Dieser Lehrgang soll den Teilnehmer dazu befähigen die bei der Feuerwehr verwendeten Atemschutzgeräte technisch zu verstehen und bedienen zu können.

 

Inhaltlich gliedert sich diese Ausbildung in folgende Blöcke:

 

Grundlagen der Atmung unter Atemschutz

Um die Auswirkung des Tragens von Atemschutzgeräten auf den menschlichen Körper verstehen und beurteilen zu können, werden in diesen Unterrichtseinheiten anatomische und physiologische Aspekte der Atmung näher erläutert. So wird z.B. der Luftverbrauch des Körpers mit und ohne Belastung eingegangen oder verschiedene Atemtechniken thematisiert.

 

Atemgifte

In dieser Einheit werden die Lehrgangsteilnehmer für das Erkennen und die Wirkung unterschiedlicher Atemgifte, die den Einsatz von Atemschutzgeräten erforderlich machen, sensibilisiert.

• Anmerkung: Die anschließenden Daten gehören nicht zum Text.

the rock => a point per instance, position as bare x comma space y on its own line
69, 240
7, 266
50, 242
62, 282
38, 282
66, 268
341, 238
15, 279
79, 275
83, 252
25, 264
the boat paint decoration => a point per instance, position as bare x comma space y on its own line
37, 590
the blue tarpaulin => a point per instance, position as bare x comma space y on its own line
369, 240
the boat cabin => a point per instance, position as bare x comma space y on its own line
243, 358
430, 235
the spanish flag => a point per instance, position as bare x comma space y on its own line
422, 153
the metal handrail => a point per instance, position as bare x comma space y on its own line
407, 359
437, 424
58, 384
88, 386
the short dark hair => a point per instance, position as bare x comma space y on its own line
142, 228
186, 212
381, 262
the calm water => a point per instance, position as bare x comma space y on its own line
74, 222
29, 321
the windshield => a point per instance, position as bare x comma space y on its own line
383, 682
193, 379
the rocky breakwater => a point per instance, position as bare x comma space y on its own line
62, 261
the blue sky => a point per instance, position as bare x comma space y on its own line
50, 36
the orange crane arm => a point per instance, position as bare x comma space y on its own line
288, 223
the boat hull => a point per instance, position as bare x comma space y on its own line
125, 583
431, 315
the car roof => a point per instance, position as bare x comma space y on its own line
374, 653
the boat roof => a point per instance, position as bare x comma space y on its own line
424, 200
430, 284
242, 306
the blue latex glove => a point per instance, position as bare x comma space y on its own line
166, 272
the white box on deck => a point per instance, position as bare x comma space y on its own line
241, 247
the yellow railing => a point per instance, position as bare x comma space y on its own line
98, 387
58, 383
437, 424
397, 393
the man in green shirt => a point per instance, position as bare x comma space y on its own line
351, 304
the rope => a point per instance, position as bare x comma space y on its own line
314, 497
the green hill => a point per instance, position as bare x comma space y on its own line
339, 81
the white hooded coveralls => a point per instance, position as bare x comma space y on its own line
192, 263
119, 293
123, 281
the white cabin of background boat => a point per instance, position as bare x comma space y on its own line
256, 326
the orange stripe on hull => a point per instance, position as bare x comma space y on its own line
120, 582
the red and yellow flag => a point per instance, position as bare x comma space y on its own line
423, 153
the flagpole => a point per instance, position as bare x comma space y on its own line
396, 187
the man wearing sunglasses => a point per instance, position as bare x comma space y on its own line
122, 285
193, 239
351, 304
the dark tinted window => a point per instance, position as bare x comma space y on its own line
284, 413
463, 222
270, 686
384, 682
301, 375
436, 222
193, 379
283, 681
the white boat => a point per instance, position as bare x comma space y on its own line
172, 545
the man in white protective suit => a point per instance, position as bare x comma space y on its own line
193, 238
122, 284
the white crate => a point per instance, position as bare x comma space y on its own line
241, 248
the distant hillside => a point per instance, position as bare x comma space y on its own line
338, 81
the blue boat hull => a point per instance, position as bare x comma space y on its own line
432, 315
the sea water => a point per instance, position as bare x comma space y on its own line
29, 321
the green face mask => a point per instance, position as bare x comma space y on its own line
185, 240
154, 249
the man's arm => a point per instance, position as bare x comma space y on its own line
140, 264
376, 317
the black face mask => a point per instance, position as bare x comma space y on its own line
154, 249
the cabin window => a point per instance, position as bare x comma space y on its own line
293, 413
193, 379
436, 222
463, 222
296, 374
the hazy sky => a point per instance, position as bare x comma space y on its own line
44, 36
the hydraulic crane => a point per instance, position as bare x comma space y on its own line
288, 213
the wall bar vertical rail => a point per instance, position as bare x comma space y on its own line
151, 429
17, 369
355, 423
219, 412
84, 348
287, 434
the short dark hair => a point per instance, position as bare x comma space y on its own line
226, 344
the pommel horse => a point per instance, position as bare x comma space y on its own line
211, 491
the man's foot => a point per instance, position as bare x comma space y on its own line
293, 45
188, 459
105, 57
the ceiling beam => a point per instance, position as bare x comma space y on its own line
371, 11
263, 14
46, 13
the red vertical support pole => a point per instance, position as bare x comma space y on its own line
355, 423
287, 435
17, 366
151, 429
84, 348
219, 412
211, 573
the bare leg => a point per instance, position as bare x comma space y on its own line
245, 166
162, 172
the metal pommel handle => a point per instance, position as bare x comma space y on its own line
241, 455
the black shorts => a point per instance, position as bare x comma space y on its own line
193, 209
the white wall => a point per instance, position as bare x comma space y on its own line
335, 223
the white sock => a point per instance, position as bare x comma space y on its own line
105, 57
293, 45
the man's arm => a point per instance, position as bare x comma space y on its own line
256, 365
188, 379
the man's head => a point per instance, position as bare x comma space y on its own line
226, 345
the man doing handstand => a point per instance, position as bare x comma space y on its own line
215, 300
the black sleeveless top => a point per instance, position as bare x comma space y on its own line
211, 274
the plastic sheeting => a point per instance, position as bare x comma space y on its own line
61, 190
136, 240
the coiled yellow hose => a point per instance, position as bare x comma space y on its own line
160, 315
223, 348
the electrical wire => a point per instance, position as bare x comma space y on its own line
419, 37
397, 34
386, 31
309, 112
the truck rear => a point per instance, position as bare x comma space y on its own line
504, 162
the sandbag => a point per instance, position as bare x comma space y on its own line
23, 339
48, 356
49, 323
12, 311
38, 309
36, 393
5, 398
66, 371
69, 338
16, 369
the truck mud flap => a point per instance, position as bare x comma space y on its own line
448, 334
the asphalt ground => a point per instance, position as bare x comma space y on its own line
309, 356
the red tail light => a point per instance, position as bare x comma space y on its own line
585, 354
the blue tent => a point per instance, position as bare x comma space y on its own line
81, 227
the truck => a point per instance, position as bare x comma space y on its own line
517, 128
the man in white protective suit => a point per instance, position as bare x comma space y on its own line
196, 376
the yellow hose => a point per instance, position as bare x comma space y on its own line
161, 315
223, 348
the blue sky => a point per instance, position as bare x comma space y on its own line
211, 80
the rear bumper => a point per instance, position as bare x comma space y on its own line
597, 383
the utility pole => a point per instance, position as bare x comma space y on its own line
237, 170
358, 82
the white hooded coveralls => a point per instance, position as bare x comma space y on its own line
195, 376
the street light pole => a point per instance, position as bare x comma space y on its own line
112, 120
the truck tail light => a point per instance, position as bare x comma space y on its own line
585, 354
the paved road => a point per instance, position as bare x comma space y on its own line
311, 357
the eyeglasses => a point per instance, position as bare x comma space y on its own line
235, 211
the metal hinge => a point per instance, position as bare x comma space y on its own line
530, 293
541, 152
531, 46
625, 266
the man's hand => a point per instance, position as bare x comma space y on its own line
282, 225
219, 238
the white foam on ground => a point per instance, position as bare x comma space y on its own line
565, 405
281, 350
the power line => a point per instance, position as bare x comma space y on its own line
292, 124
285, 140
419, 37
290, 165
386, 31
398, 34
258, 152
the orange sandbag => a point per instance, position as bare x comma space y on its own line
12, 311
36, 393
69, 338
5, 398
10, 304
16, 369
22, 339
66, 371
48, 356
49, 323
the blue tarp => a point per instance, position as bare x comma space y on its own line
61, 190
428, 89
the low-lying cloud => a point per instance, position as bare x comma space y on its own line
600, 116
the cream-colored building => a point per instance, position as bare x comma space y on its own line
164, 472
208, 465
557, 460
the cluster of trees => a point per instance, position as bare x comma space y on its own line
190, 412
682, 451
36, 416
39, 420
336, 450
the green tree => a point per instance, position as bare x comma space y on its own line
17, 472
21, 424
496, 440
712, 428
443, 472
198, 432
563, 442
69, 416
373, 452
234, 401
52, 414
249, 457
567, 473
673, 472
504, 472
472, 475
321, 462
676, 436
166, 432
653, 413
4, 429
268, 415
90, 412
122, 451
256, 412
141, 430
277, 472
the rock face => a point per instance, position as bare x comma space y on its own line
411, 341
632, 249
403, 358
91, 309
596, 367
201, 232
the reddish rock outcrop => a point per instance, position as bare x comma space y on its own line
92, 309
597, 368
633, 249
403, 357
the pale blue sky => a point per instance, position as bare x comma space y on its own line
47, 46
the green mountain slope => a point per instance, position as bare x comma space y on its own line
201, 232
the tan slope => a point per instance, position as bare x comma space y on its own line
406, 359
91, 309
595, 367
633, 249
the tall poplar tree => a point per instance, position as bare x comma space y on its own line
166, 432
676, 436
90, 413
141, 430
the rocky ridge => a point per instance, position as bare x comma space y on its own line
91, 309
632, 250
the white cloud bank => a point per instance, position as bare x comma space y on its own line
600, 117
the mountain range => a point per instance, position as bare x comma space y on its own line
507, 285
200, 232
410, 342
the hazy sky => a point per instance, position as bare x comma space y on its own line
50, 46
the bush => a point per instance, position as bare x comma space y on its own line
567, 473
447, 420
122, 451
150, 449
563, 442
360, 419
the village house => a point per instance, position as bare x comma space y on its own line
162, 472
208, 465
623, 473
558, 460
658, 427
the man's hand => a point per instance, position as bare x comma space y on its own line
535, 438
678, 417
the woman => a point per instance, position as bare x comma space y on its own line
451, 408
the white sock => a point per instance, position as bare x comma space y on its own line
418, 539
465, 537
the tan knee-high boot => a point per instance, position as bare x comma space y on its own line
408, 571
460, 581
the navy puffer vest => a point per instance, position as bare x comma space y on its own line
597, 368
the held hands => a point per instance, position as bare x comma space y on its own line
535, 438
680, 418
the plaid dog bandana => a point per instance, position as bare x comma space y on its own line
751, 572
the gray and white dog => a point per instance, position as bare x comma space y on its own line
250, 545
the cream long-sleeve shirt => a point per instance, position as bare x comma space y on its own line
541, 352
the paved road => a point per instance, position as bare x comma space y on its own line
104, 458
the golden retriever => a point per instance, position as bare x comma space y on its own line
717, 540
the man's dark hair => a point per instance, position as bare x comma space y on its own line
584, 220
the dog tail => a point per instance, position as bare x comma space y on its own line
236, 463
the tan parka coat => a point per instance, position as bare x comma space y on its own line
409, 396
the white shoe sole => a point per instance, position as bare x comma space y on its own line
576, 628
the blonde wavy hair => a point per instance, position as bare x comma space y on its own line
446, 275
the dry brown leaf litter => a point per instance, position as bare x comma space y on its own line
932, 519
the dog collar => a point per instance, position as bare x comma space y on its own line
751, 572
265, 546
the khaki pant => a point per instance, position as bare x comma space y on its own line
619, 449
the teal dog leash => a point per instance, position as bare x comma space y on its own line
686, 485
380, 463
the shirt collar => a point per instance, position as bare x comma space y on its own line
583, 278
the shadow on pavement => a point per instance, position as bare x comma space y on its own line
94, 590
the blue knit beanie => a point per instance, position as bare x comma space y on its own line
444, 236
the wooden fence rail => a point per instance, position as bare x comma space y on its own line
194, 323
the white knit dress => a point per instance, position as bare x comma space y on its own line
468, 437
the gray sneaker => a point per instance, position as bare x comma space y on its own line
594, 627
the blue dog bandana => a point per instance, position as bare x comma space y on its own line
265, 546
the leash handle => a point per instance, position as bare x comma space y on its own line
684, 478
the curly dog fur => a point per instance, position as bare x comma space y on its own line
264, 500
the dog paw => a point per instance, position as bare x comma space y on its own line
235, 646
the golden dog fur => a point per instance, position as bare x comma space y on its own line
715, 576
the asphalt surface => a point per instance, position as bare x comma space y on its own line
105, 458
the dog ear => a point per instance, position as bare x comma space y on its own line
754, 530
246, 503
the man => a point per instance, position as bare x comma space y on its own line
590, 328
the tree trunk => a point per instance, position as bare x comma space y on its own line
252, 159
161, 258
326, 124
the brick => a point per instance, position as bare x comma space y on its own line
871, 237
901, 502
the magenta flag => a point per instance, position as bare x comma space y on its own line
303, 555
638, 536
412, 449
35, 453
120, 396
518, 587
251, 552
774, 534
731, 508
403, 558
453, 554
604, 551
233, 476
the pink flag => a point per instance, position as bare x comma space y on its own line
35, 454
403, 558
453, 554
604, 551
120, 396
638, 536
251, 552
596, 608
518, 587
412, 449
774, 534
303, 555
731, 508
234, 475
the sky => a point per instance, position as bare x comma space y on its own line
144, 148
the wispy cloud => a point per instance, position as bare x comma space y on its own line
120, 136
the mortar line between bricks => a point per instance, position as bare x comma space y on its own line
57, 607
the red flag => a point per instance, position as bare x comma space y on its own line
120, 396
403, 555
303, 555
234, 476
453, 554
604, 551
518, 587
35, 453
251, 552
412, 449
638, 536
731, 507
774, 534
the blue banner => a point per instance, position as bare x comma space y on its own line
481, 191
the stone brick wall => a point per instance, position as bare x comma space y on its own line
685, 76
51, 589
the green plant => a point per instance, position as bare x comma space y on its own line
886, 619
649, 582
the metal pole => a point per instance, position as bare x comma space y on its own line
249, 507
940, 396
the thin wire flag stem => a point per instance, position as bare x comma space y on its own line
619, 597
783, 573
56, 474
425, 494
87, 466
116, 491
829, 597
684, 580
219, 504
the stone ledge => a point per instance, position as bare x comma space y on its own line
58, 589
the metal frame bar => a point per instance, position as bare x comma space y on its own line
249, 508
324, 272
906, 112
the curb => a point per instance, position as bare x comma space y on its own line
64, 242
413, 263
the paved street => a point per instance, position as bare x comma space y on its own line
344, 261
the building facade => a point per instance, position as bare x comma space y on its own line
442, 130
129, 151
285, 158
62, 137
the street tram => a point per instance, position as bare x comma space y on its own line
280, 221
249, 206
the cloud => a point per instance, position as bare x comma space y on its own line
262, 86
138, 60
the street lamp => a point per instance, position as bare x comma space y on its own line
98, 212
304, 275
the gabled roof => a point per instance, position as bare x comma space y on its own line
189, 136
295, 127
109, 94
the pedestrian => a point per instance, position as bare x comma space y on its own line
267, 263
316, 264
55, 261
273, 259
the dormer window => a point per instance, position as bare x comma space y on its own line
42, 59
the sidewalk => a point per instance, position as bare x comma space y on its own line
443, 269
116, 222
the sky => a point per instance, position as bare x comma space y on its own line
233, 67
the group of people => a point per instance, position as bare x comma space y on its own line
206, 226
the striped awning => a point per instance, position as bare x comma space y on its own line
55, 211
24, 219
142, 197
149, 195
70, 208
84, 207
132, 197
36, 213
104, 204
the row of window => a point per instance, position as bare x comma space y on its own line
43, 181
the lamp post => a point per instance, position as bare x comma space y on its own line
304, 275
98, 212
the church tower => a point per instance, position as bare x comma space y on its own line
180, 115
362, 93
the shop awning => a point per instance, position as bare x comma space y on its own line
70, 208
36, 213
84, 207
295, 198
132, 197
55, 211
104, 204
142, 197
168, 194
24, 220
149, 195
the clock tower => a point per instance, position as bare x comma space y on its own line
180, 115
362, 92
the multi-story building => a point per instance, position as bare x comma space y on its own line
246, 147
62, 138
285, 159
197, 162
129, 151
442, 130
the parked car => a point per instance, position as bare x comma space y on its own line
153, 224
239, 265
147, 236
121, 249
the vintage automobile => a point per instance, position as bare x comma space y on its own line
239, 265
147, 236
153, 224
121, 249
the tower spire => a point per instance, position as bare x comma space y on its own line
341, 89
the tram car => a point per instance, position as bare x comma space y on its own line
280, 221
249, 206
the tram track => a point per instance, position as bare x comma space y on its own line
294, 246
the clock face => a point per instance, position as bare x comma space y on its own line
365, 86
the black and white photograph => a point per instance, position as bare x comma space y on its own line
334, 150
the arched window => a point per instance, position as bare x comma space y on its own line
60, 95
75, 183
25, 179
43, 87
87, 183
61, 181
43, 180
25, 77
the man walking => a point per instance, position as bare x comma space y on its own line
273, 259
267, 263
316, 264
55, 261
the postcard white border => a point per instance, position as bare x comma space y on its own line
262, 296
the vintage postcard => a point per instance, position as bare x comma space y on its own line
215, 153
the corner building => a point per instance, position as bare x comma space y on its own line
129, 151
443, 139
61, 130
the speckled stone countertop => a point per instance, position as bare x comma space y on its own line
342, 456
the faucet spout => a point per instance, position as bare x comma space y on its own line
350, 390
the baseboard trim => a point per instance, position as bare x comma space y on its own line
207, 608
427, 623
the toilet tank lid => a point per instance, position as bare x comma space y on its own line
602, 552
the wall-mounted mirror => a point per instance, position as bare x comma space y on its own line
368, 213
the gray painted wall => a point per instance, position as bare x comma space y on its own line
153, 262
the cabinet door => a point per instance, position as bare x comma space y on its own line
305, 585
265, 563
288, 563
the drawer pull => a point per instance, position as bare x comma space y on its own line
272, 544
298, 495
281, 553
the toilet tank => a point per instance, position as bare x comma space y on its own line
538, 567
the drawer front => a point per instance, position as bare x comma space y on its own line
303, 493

So wird gelernt, welche Atemgifte es gibt, wie sie wirken, bei welchen Einsätzen mit ihnen gerechnet werden muss und wie man sich vor ihnen schützen kann.

 

Atemschutztauglichkeit

Atemschutz-Einsätze sind anstrengend und auch nicht ganz ungefährlich. Um das Risiko so weit wie eben möglich zu beschränken, wird an die Atemschutzgeräteträger (AGT) eine ganze Liste von Anforderungen gestellt. Und die muss jeder einzelne AGT kennen:

Tauglichkeit bestätigt durch arbeitsmedizinische Untersuchung gemäß G26-3 (Schwerer Atemschutz), in regelmäßigen Abständen zu wiederholen,

erfolgreiche Teilnahme am Atemschutz-Lehrgang,

mindestens jährliche Belastungs-Übung,

mindestens jährliche Einsatz-Übung,

Tauglichkeit zum Zeitpunkt des Einsatzes (gesund, rasiert, nüchtern, etc.).

 

Atemschutz-Einsatz

In dieser sehr ausführlichen Ausbildungseinheit werden zunächst die technischen Eigenschaften und die Handhabung unterschiedlicher Atemschutzgeräte präsentiert. Anschließend folgen erste Gewöhnungsübungen unter Atemschutz. Das Gelernte reicht von Orientierungsübungen in verrauchten Räumen über Kommunikation unter Atemschutz bis hin zum richtigen Tragen und Auswechseln von unter Druck stehenden Pressluftflaschen.

 

Am Ende dieser Ausbildungseinheit steht eine erste Belastungsübung auf einer Atemschutzübungsstrecke und auch ein erster "heißer" Übungseinsatz an einer Brandübungsanlage, wie sie am Feuerwehr-Ausbildungszentrum (FAZ) in Eschbach zur Verfügung steht.

 

Weitere interessante Informationen zum Thema Atemschutz findet man z.B. unter http://www.atemschutzlexikon.de

 

Die hier dargestellte grobe Erläuterung der Unterrichtsinhalte der Atemschutzausbildung erhebt keinen Anspruch auf Vollständigkeit. Sie soll dazu dienen, dem interessierten Leser einen ersten Überblick über die Lerninhalte dieses Lehrgangs zu verschaffen. Die detaillierten Lernziele der Atemschutzausbildung können dem Lernzielkatalog der Lfs-BW entnommen werden. Zu beachten ist, dass diese Lernziele entsprechend des jeweiligen Aufgabenbereiches der einzelnen Feuerwehren angepasst bzw. fokussiert werden können.